Do I, do you, believe or live our lives according to another gospel?
A gospel not according to Christ, or even according to Matthew, Mark, Luke and John but according to my, or your convenience. A gospel that fits in with our ideas of who God is and who we want him to be, not as he actually is. And a gospel that makes less demand upon us than that which the true gospel requires.
For instance, the gospel according to Jesus demands that we forgive. Not just once, or even three times, but 70 times 70!
END OF 5 MINS
So, if you examined your life, if you were absolutely honest with yourself (not the sanitised honesty that you present for the scrutiny of others), but the true, raw honesty of “it-is-what-it-is!” would you emerge squeaky clean?
I know when I look at my heart and assess myself in the light of God’s Word in this particular regard, the picture I see is not so pretty. It’s a picture marred by the stain of an unforgiving spirit. A picture that presents a detailed record of wrongs against others. A picture that ought to have been cleaned with the emulsion of forgiveness, mercy and compassion and should have been repainted with the brushes of obedience.
Instead it’s a picture that has built up a steady film of grime and dust. And instead of that picture being framed by the beauty of humility and mercy, it is stretched upon the canvas of a critical and judgmental spirit.

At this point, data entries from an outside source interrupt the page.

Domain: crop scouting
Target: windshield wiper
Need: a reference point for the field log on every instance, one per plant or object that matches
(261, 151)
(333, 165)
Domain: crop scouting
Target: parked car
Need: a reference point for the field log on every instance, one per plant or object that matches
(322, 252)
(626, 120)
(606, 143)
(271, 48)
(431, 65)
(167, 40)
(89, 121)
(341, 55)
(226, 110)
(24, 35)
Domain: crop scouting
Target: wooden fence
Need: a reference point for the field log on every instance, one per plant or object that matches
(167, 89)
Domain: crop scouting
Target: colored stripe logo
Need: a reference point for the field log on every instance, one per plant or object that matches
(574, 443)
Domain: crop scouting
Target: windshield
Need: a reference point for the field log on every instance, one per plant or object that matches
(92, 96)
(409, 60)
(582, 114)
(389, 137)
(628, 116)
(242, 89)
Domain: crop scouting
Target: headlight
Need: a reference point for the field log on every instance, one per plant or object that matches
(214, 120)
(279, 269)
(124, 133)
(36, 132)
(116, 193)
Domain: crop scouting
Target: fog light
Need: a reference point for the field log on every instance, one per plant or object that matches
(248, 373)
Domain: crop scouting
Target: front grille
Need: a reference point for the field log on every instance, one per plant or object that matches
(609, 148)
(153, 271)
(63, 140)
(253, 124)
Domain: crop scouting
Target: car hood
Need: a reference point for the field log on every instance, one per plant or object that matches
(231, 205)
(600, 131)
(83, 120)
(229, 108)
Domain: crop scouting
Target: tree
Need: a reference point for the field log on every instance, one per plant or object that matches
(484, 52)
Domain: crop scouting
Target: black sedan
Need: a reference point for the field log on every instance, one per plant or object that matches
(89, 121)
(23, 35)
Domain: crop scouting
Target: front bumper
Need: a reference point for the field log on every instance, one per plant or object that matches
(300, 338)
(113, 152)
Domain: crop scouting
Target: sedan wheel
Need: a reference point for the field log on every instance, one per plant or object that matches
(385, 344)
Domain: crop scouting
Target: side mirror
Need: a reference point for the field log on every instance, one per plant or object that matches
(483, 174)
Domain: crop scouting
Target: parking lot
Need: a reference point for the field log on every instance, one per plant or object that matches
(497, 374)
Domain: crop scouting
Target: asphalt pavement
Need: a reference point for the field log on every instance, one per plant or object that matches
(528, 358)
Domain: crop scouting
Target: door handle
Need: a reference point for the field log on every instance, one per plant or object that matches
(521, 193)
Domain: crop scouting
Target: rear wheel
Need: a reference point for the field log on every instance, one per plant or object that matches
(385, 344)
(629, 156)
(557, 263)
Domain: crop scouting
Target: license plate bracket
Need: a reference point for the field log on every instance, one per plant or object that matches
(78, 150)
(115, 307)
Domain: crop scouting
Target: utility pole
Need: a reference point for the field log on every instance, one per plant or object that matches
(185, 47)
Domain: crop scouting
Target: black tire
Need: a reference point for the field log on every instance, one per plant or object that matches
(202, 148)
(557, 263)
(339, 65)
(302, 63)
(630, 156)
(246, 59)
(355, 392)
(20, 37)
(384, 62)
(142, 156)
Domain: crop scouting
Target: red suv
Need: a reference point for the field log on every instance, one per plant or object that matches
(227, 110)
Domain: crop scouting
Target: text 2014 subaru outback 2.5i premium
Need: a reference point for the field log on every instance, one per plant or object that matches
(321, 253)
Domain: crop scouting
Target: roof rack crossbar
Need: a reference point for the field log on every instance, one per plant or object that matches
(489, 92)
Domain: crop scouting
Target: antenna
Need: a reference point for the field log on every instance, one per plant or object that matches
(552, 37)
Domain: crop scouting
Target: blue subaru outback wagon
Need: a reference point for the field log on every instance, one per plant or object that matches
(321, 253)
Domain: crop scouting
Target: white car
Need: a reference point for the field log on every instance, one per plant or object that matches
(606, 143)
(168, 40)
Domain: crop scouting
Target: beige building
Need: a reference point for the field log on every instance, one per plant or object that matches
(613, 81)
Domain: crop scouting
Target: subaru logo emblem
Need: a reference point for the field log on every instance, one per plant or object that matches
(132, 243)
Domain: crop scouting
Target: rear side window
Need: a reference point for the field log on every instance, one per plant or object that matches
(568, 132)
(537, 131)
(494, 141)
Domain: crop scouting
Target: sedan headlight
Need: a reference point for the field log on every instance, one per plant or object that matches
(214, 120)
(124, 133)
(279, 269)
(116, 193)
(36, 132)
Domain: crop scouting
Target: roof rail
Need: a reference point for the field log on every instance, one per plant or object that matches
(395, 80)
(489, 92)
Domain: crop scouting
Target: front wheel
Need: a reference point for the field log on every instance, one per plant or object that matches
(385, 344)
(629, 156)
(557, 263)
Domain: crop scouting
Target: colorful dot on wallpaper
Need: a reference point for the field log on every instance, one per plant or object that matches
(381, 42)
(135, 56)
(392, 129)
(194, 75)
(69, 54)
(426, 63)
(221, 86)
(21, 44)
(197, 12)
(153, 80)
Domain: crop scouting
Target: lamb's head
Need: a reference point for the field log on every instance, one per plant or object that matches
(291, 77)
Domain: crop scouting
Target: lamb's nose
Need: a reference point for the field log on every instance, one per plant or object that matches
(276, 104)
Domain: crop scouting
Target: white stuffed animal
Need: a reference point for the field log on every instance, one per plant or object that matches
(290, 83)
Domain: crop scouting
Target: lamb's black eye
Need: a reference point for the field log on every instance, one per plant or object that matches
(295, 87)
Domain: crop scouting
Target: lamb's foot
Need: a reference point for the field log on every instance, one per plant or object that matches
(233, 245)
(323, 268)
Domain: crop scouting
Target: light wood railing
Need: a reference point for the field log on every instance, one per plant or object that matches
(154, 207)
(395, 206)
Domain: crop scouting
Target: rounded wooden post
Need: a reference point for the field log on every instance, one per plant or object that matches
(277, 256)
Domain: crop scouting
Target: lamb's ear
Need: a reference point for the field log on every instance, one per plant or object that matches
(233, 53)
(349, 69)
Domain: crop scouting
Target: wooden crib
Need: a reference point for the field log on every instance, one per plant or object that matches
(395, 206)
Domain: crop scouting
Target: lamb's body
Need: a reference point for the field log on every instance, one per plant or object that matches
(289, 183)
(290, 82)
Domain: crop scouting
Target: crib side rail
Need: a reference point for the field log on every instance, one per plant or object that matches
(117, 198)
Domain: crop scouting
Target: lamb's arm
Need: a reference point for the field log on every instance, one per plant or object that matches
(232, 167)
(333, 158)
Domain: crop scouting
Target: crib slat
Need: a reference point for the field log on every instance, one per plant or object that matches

This picture is the result of a gospel according to moi… a gospel according to Carol. A gospel that is man-made and mixed, prompted by the devil’s goading input, along with my rebellious and self-righteous response to those who offend me.
But as I examine my heart and life in the uncompromising light of God’s Word, as I look within my conscience at the picture of Jesus hanging upon his cross, as I regard the image of his marred face, his broken body, as I recall all that he suffered, so that I can enjoy a new destiny, a happy-ever-after scenario of complete and utter peace, yeah, everlasting joy in Heaven, I feel convicted. I feel ashamed.
How could I continue to behave like the protagonist in Christ’s parable of the ungrateful servant? How could I fail to forgive those who have trespassed against me, when God my Father, when Christ my Saviour, has forgiven and continues to forgive me of so much more?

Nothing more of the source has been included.